The Irishman seemed to suspect the identity of the boy, and, going forward, he took him by the hand, and asked him how it all came about.

Tom told the story as it is known to the reader, when Patsey turned to the policeman.

"There's some mistake here, Billy; that boy never took that watch--I'll bet my life on that. I know him, and the story he tells is the true one, and no mistake."

It didn't take the policeman long to agree with Patsey, and a satisfactory arrangement was made, by which the faithful guardian kept the gold timepiece, and the boy was allowed to go free.

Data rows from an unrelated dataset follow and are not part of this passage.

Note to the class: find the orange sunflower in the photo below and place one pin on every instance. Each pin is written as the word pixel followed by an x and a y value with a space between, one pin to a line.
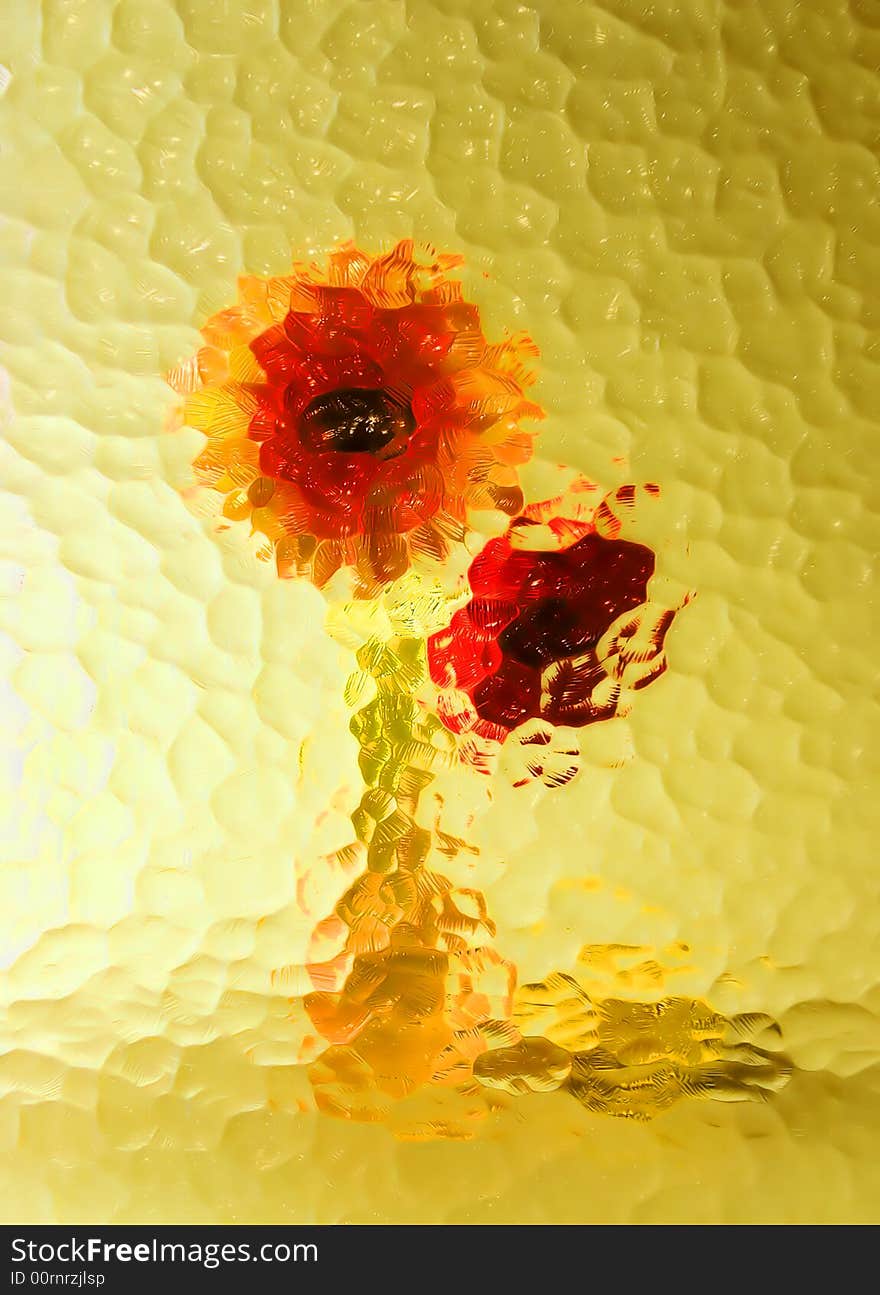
pixel 356 415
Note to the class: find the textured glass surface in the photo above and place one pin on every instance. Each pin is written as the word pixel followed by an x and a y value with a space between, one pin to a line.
pixel 678 203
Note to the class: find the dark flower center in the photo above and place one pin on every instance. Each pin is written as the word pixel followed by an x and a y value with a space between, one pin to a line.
pixel 355 421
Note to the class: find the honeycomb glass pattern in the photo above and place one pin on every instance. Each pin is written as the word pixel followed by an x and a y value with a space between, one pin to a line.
pixel 355 879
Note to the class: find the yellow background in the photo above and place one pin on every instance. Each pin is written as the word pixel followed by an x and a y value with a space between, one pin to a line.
pixel 680 201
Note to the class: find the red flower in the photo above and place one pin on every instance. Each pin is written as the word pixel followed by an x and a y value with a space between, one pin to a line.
pixel 357 415
pixel 551 632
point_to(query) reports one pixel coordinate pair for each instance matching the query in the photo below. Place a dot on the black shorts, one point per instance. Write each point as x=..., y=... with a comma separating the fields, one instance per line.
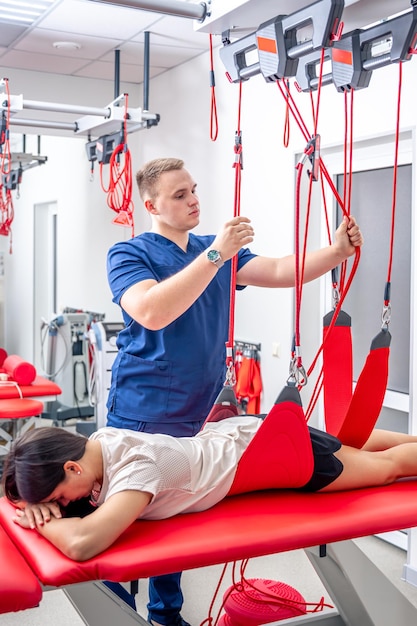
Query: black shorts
x=326, y=466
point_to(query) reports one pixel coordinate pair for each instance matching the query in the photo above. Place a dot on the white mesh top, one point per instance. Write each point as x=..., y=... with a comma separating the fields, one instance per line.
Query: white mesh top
x=183, y=474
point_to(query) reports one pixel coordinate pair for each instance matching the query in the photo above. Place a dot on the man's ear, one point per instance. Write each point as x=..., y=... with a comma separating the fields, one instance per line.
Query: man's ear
x=72, y=467
x=149, y=206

"I didn't feel aisy," said Patsey, as he walked off in company with his young friend, "when I left ye in that place, and I hadn't been gone long whin I made up me mind to go back and fix it, whither the boss was mad or no. Whin I arrived the throuble was over, and ye had started out. I had to guess which way ye wint, but I seemed to hit it, and I was able to do ye a little hilp."

"That you did, indeed," replied the grateful boy. "I would have gone to jail but for you."

"Ye same to be a wide-awake boy, and ye kape yer sinses about ye at all times. Ye are looking for a place to stay?"